Emhoff tweeted a photo on Friday of Harris and her stepchildren engaged in a group hug.
??❤️❤️ https://t.co/JYqRuJRVD3 pic.twitter.com/w6gFwhzud6
— Douglas Emhoff (@douglasemhoff) May 10, 2019
Harris, whose parents divorced when she was 7, said she was initially cautious about meeting Emhoff’s children because she “didn’t want to insert myself into their lives as a temporary fixture because I didn’t want to disappoint them.” But when the time did come for Harris to meet Cole and Ella, she said they “reeled” her in.
“I was already hooked on Doug, but I believe it was Cole and Ella who reeled me in,” she writes. The term “Momala” was coined about the time of the marriage, some 18 months after the couple had begun dating.
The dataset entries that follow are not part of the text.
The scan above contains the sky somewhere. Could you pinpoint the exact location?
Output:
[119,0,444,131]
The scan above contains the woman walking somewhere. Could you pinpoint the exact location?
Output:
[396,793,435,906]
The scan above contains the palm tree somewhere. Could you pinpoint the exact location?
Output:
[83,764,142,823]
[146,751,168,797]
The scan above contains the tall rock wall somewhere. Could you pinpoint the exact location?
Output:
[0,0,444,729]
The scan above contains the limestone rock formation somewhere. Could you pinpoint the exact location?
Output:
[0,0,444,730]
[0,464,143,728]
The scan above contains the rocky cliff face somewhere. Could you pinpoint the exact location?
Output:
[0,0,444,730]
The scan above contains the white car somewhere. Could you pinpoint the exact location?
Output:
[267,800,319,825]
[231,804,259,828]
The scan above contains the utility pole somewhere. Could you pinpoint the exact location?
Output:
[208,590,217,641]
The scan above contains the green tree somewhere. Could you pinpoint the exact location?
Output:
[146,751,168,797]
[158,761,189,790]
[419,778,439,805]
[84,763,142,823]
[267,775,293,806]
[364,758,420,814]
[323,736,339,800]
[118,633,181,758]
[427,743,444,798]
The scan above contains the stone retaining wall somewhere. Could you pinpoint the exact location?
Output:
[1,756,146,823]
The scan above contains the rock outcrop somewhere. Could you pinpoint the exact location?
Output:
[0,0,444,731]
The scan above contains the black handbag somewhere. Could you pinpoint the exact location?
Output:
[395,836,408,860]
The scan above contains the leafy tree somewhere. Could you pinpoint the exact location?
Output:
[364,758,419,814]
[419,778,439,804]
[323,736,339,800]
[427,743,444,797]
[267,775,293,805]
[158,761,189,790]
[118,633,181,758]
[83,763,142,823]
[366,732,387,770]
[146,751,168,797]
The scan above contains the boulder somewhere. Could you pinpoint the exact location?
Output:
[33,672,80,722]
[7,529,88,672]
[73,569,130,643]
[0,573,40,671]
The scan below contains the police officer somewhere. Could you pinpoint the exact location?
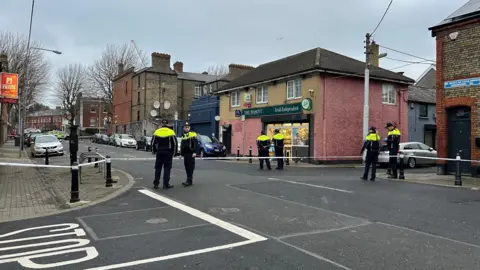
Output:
[180,122,198,187]
[360,127,380,181]
[385,122,401,178]
[152,120,178,189]
[257,131,272,170]
[273,129,285,170]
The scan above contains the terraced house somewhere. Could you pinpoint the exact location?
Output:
[215,48,414,163]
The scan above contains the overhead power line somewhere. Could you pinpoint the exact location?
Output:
[378,44,436,62]
[372,0,393,36]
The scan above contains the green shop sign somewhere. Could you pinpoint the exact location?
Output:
[242,102,302,118]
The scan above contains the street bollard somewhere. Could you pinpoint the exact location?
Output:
[455,152,462,186]
[105,156,113,187]
[45,148,50,165]
[398,152,405,179]
[94,148,98,168]
[70,161,80,203]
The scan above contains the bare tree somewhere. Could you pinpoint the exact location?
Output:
[55,64,86,125]
[87,43,147,117]
[207,65,228,76]
[0,31,51,119]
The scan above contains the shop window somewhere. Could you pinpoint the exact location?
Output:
[230,91,240,107]
[382,84,397,105]
[418,104,428,118]
[287,79,302,99]
[255,86,268,104]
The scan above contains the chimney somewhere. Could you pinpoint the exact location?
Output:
[118,63,123,75]
[369,42,380,67]
[152,52,172,72]
[173,61,183,73]
[228,64,255,79]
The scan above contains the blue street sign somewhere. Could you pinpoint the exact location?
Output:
[443,78,480,89]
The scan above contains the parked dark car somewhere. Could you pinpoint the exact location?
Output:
[197,134,227,157]
[135,136,152,152]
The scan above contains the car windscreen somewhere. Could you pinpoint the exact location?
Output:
[35,136,58,143]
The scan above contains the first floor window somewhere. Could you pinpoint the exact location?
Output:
[255,86,268,104]
[230,92,240,107]
[382,84,397,105]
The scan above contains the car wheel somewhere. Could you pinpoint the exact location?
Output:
[407,158,417,169]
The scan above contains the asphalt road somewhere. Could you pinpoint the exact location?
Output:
[0,140,480,270]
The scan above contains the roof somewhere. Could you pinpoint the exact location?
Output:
[414,65,437,88]
[178,72,217,82]
[428,0,480,32]
[217,48,415,91]
[408,86,437,104]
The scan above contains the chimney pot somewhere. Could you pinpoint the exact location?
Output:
[173,61,183,73]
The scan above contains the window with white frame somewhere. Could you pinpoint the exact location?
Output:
[195,86,202,97]
[382,84,397,105]
[287,79,302,99]
[230,92,240,107]
[255,86,268,104]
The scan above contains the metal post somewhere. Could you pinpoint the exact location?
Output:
[398,152,405,179]
[105,156,113,187]
[70,161,80,203]
[455,152,462,186]
[45,149,49,165]
[363,33,371,138]
[94,148,98,168]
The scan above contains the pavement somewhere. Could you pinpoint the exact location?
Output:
[0,140,480,270]
[0,141,133,222]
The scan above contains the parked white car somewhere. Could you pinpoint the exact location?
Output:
[30,135,63,157]
[115,134,137,148]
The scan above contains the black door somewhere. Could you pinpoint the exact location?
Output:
[447,107,471,173]
[222,125,232,155]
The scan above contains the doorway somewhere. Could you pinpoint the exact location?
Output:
[222,124,232,155]
[447,106,471,173]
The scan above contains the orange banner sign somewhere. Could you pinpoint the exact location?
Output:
[0,72,18,99]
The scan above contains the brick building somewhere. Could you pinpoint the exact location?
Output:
[75,93,109,133]
[429,0,480,175]
[25,107,65,131]
[215,48,414,163]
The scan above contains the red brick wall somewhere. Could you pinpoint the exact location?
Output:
[112,72,133,125]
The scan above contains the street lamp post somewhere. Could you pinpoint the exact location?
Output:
[18,0,62,157]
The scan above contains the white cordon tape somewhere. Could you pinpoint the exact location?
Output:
[110,155,480,163]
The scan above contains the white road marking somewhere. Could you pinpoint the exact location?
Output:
[268,178,353,194]
[86,240,259,270]
[139,189,267,241]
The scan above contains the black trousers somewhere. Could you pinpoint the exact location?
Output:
[183,153,195,183]
[275,147,284,169]
[153,151,173,186]
[388,149,398,178]
[258,149,272,170]
[363,152,378,180]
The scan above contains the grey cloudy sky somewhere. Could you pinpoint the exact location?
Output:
[0,0,466,103]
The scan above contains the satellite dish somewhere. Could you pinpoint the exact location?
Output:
[163,100,170,110]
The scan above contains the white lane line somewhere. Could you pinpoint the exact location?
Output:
[268,178,353,194]
[139,189,267,241]
[86,240,258,270]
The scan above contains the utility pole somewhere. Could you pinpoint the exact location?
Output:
[363,33,371,138]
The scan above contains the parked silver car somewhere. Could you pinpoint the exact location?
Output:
[378,142,437,168]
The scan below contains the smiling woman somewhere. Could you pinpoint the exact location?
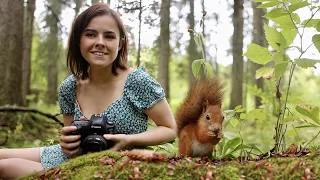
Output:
[0,4,176,179]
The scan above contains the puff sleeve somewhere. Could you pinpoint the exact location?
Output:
[125,67,165,110]
[58,75,76,115]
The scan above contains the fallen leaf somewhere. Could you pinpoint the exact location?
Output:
[93,171,103,179]
[100,156,115,166]
[290,161,300,173]
[256,161,267,168]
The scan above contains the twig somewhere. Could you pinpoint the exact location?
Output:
[0,106,63,126]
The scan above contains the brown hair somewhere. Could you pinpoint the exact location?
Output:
[67,3,128,79]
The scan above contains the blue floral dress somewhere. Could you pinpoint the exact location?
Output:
[40,67,165,169]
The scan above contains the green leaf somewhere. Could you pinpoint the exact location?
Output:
[243,43,272,64]
[257,1,282,8]
[316,22,320,32]
[312,34,320,53]
[282,116,299,124]
[240,113,248,120]
[295,125,318,128]
[230,118,239,127]
[289,1,309,12]
[301,19,320,28]
[289,0,302,4]
[267,13,300,29]
[281,29,298,45]
[252,0,279,2]
[294,58,320,69]
[222,137,241,155]
[264,24,288,51]
[273,51,289,64]
[234,105,242,111]
[256,67,274,80]
[192,59,204,77]
[234,108,246,113]
[199,32,206,47]
[264,8,289,18]
[248,109,267,120]
[296,104,320,124]
[274,61,289,80]
[193,33,199,46]
[205,62,213,77]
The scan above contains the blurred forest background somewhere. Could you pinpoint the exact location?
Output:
[0,0,320,157]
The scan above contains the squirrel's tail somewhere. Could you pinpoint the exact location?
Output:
[175,77,224,135]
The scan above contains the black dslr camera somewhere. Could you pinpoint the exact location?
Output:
[70,114,115,154]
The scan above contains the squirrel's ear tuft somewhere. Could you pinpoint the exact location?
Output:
[202,99,209,113]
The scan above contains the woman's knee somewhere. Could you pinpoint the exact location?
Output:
[0,158,17,178]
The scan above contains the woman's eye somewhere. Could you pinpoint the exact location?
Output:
[86,33,94,37]
[105,36,114,39]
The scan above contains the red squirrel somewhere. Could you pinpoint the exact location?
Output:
[175,77,224,157]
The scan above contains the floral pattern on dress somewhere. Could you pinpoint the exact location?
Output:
[40,67,165,169]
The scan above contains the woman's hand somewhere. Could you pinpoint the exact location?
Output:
[60,126,81,157]
[103,134,132,151]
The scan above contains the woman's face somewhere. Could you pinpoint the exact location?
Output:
[80,15,121,68]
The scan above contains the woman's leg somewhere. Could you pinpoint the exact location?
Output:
[0,158,43,180]
[0,148,40,163]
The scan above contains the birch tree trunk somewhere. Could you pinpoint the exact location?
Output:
[158,0,171,101]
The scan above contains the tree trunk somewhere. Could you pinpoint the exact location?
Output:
[158,0,171,100]
[74,0,83,18]
[187,0,197,87]
[230,0,243,109]
[22,0,36,104]
[250,2,268,108]
[0,0,24,131]
[46,0,61,104]
[0,0,24,105]
[136,0,142,67]
[91,0,100,4]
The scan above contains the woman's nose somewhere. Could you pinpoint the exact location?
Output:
[95,36,105,48]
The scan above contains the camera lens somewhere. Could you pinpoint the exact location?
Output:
[83,135,107,152]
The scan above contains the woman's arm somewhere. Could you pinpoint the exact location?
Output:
[60,115,80,157]
[104,99,177,150]
[130,99,177,146]
[63,114,73,126]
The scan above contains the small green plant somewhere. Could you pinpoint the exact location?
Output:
[188,11,213,78]
[217,105,266,161]
[243,0,320,153]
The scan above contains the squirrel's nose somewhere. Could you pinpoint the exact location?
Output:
[213,127,221,134]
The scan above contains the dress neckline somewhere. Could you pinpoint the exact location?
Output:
[75,66,144,120]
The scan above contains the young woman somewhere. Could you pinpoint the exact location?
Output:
[0,4,176,179]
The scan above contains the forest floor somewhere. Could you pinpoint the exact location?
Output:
[22,150,320,180]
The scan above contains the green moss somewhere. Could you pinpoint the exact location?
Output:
[22,151,320,180]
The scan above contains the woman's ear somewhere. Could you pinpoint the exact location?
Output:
[118,38,124,51]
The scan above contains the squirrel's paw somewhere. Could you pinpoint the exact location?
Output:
[217,131,223,139]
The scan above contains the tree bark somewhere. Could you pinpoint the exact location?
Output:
[91,0,100,4]
[250,2,268,108]
[46,0,61,104]
[187,0,197,87]
[0,0,24,130]
[136,0,142,67]
[0,0,24,105]
[158,0,171,101]
[230,0,243,109]
[22,0,36,104]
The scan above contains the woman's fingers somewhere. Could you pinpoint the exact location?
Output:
[60,144,80,157]
[60,135,81,143]
[60,141,81,150]
[61,126,77,135]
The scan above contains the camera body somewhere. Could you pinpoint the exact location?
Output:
[70,114,115,154]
The Jewish parenting website Kveller has suggested that her “Jewish stepchildren have given her a very Yiddish nickname,” though conceding it was “unclear if siblings Cole and Ella made the explicit connection between the endearing nickname and the Yiddish word mamaleh (which literally means ‘little mama,’ but is commonly used as a term of endearment for kids).”
Harris writes that she is “dear friends” with her husband’s first wife, who is an “incredible mother” to Cole and Ella: “She and I became a duo of cheerleaders in the bleachers at Ella’s swim meets and basketball games, often to Ella’s embarrassment. We sometimes joke that our modern family is almost a little too functional.”
She writes that when she became a senator in 2016, the “hardest part was going to be being away from my Ella.” She missed her stepdaughter’s high school graduation because it was the same day former FBI Director James Comey appeared before the Senate Intelligence Committee in June 2017.
She says she “agonized” over the conflict, but Ella “could not have been more understanding.” She recounts how her Democratic colleague Sen. Maggie Hassan of New Hampshire told her: “Our kids love us for who we are and the sacrifices we make. They get it.’”
Harris concludes: “They are my endless source of love and pure joy. I am so thankful to Doug, to Kerstin, and most of all, to Ella and Cole. And as our family embarks together on this new journey — one that has taken me to South Carolina, Iowa, New Hampshire, Ohio, Nevada, and Michigan in the last few weeks alone — I can say one thing with certainty, my heart wouldn’t be whole, nor my life full, without them.”